Thanks for the report, and good luck on Friday! Hope you get to put your new shark slayer to the test! And now I am glad I am not the only person fishing for sharks with an okuma!


----------



## foreverfishing (Nov 30, 2012)

thanks for the update.


----------



## Tom044 (Mar 20, 2013)

8 feet deep seems like there could be lots of fish.when I was young and a life guard in south jersey the life guards would work out every other day and swim out a couple miles on calm days.we had life preservers on but would always see plenty of fish and it was so much fun.some days we had 25 guys all swimming together.
You spearing that big ray wow that's cool.thanks for report trying all next week surf fishing and might hit the pier also.My brother is flying in from jersey and want to get on some fish.
Let me know how you do in destin Friday.
Thanks again.

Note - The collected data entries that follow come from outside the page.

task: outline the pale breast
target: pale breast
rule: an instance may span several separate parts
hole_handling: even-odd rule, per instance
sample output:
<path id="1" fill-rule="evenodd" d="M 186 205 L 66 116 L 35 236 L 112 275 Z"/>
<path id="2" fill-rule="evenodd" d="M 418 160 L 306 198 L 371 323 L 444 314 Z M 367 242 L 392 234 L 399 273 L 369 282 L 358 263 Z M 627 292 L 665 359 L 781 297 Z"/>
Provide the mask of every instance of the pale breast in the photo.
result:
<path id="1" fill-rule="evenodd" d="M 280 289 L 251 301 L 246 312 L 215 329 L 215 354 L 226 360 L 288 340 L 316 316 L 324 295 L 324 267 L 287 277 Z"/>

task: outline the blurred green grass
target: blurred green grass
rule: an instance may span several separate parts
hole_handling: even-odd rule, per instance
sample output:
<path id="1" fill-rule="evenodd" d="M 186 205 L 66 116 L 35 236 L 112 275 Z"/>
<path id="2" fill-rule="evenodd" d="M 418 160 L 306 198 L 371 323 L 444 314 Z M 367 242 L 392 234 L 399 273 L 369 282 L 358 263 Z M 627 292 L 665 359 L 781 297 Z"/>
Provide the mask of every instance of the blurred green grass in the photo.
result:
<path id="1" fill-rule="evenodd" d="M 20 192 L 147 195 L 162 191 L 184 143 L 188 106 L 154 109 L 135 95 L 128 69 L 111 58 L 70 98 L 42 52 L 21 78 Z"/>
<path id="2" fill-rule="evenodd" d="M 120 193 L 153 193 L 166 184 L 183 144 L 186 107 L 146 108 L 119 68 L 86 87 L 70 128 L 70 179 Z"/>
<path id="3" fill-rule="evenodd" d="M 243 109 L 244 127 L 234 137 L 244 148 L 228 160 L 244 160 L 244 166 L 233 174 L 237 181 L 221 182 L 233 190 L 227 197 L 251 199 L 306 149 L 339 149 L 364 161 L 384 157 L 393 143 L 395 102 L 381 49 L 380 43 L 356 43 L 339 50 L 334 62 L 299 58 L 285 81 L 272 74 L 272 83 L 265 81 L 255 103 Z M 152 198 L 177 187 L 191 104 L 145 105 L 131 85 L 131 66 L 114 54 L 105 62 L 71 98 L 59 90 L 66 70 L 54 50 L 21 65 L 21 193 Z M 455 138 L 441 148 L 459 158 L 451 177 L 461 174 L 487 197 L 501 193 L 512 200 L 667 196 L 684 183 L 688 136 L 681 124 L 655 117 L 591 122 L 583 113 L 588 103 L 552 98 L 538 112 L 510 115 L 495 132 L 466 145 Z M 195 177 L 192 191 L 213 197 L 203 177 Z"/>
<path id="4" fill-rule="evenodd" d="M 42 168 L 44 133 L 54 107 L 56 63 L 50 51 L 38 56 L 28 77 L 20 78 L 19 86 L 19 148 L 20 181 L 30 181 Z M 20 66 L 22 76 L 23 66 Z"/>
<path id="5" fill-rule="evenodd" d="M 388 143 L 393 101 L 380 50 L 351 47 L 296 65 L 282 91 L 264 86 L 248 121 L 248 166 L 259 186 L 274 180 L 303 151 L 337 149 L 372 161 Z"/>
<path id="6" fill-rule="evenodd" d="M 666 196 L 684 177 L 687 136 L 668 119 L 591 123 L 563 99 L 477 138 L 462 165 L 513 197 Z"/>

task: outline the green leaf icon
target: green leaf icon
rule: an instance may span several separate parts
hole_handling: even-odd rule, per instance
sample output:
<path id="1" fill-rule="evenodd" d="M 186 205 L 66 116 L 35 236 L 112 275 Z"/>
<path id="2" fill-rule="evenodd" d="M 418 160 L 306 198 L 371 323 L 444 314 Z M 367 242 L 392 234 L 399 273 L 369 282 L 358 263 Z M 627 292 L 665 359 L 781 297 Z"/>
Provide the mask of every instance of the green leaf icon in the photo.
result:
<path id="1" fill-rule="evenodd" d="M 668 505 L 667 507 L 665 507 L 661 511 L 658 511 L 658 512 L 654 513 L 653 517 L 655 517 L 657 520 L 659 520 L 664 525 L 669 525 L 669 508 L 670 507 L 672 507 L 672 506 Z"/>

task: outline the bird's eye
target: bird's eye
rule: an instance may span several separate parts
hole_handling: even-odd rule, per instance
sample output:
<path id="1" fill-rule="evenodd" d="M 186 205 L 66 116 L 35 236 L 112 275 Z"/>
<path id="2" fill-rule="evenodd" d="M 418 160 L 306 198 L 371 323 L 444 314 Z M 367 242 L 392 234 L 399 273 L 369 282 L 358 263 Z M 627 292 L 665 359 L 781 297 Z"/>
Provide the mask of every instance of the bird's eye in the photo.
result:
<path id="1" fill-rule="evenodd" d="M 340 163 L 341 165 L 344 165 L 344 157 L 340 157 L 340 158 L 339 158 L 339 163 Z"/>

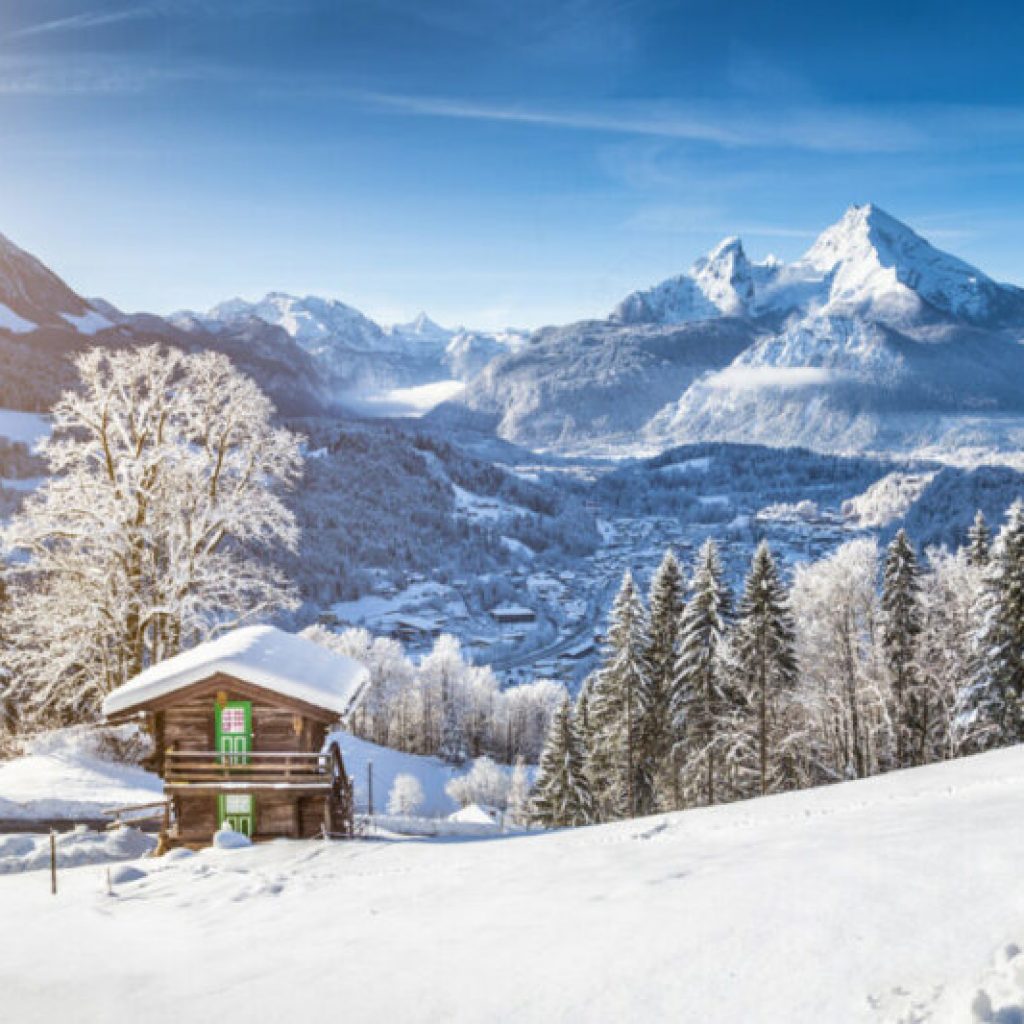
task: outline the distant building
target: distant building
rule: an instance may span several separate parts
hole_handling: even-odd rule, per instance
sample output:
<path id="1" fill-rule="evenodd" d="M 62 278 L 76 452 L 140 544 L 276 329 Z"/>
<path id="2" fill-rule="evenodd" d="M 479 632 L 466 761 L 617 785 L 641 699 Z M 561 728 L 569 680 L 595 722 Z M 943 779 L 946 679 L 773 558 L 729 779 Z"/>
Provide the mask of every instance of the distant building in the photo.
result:
<path id="1" fill-rule="evenodd" d="M 427 643 L 441 635 L 441 624 L 419 615 L 400 615 L 391 620 L 388 632 L 405 643 Z"/>
<path id="2" fill-rule="evenodd" d="M 499 604 L 491 609 L 491 618 L 501 626 L 536 622 L 537 613 L 521 604 Z"/>

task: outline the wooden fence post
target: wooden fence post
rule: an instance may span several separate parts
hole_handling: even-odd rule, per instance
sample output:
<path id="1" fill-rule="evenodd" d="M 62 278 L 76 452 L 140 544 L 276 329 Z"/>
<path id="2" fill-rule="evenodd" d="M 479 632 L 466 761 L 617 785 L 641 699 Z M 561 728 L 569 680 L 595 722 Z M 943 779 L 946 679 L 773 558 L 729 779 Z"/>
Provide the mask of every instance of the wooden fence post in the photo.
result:
<path id="1" fill-rule="evenodd" d="M 50 829 L 50 893 L 57 895 L 57 830 Z"/>

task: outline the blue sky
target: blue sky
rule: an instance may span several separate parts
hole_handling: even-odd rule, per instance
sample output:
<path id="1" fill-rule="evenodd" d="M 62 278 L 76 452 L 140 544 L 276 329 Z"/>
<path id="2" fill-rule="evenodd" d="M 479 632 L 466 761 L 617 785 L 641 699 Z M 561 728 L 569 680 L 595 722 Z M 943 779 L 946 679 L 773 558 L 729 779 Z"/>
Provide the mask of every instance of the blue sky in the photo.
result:
<path id="1" fill-rule="evenodd" d="M 603 315 L 855 202 L 1024 283 L 1024 5 L 0 0 L 0 231 L 130 309 Z"/>

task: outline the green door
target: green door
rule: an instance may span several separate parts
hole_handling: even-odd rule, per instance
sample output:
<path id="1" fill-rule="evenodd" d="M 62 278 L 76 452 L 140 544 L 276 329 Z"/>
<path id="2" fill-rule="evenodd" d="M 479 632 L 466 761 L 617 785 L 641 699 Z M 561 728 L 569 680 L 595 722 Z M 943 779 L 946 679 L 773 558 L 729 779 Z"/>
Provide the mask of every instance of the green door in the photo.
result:
<path id="1" fill-rule="evenodd" d="M 217 827 L 230 825 L 235 832 L 252 839 L 256 801 L 251 793 L 221 793 L 217 797 Z"/>
<path id="2" fill-rule="evenodd" d="M 252 752 L 252 703 L 231 700 L 214 710 L 217 753 L 222 764 L 248 764 Z M 252 838 L 256 809 L 250 793 L 222 793 L 217 797 L 217 827 L 225 823 Z"/>

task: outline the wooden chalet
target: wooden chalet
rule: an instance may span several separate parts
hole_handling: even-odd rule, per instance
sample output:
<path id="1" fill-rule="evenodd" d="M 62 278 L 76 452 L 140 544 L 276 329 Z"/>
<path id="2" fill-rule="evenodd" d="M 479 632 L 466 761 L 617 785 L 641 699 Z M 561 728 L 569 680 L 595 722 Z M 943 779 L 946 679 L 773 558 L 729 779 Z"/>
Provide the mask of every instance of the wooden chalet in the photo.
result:
<path id="1" fill-rule="evenodd" d="M 327 738 L 368 679 L 352 658 L 251 626 L 152 666 L 103 713 L 141 719 L 153 737 L 165 847 L 207 845 L 225 824 L 256 841 L 338 834 L 351 828 L 351 787 Z"/>

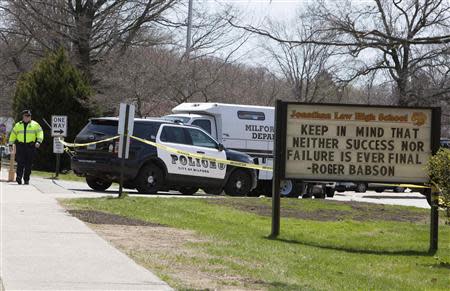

Tom


----------



## lowprofile (Jan 6, 2013)

Tom044 said:


> 8 feet deep seems like there could be lots of fish.when I was young and a life guard in south jersey the life guards would work out every other day and swim out a couple miles on calm days.we had life preservers on but would always see plenty of fish and it was so much fun.some days we had 25 guys all swimming together.
> You spearing that big ray wow that's cool.thanks for report trying all next week surf fishing and might hit the pier also.My brother is flying in from jersey and want to get on some fish.
> Let me know how you do in destin Friday.
> Thanks again. Tom


biggest i've speared so far was 35-40lbs and honestly a lot easier to get in than this one with the current and all. lol.

I'm going to try to get out tomorrow afternoon to spear a couple more in destin and check the weeds. probably fish saturday.


----------